La prestidigitación como contraseña o “Rosebud” y la truca del cine como ilusión del poder total. Es el Welles omnisciente de los comentarios en off dichos con voz tonante. Del artífice del tiempo fílmico forzado con elipsis y raccontos. Del realizador de mirada altiva que demuestra con el virtuosismo de los contrapicados, como los de El proceso, o con la amplitud de sus planos secuencias o con la densidad de los claroscuros, como los de La dama de Shangái, rasgos de un estilo “visible” que alarmó a los conservadores de Hollywood.

Es decir, de ser intransigente aun en la caída.

Pero hay un Welles relajado y gozoso que se puede preferir antes que todos: el que hizo de John Falstaff en Campanadas a medianoche: pícaro, procaz, ebrio, excesivo, inmenso como un tonel, con risa de trueno.
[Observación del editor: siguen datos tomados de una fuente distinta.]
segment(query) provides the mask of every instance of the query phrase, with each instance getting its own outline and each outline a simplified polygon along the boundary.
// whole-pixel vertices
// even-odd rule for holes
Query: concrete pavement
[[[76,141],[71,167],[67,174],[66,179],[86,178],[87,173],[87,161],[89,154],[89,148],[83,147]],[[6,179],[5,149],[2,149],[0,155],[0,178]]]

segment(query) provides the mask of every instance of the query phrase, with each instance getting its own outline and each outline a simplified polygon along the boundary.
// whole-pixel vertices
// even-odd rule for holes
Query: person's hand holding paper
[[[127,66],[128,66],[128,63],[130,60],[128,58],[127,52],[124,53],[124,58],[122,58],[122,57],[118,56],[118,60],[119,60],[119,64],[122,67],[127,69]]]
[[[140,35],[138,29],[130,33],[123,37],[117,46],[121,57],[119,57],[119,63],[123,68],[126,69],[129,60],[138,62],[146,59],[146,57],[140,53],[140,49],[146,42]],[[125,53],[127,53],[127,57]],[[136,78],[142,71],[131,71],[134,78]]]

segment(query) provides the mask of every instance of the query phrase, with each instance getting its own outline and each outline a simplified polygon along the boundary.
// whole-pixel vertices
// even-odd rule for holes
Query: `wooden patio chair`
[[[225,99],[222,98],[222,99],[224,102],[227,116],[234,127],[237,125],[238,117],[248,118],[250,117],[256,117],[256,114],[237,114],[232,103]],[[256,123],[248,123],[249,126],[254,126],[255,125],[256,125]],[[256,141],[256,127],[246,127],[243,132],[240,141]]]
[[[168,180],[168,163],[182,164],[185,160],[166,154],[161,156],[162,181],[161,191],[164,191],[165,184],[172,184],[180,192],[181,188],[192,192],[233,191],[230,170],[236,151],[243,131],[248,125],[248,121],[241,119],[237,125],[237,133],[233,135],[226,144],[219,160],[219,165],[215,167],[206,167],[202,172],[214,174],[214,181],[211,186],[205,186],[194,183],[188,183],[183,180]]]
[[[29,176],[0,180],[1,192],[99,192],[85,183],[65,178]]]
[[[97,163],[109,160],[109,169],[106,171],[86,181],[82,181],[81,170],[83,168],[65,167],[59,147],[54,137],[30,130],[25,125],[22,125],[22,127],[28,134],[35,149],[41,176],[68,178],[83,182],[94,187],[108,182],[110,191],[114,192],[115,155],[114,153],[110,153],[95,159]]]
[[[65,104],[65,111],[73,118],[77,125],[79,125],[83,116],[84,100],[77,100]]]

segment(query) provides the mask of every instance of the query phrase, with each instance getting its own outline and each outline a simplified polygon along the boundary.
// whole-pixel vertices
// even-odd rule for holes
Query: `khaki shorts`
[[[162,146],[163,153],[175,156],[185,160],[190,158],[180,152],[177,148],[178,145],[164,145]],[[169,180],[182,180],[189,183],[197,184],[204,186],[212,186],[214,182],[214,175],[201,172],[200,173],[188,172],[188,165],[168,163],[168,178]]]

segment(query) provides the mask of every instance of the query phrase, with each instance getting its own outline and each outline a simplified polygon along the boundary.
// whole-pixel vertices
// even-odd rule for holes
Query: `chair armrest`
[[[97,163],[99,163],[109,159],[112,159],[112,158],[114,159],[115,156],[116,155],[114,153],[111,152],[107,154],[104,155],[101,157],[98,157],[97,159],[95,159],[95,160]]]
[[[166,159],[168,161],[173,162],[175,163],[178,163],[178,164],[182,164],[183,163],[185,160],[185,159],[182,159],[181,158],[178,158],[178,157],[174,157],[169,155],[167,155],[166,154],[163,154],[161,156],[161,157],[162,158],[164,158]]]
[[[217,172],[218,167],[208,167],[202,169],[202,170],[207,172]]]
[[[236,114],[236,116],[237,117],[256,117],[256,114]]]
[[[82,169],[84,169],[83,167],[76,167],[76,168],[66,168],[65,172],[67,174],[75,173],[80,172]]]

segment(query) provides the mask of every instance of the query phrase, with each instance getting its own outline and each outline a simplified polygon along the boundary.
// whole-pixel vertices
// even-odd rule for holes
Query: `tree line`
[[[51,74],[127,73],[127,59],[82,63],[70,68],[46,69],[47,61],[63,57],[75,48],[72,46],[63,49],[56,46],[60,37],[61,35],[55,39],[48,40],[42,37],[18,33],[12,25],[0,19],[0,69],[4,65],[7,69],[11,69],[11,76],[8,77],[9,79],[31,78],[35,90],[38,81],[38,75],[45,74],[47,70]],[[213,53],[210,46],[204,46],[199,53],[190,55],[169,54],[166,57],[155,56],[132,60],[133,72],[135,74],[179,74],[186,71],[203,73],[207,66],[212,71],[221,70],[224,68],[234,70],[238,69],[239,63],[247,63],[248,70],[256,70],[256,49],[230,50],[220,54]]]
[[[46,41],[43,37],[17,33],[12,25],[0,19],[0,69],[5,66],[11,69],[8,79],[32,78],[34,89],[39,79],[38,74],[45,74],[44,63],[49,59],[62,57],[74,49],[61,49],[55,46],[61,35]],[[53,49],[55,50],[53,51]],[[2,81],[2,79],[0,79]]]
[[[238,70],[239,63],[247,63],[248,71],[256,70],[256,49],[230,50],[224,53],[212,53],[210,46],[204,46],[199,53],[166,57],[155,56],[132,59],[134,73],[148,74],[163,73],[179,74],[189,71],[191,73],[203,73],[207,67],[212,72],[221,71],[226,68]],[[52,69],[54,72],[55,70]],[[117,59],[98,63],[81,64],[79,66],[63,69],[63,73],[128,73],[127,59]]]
Él administra el poder supremo e irrenunciable: el de su propia libertad.

(Este artículo amplía otro, sobre Ciudadano Kane, publicado hace unos años en el blog)

Ricardo Bedoya

One thought on “En el centenario de Orson Welles

  1. Al parecer, hay inconvenientes que están frenando la terminación de “The other side of the wind”. ¿Tienes información al día de cómo están las cosas?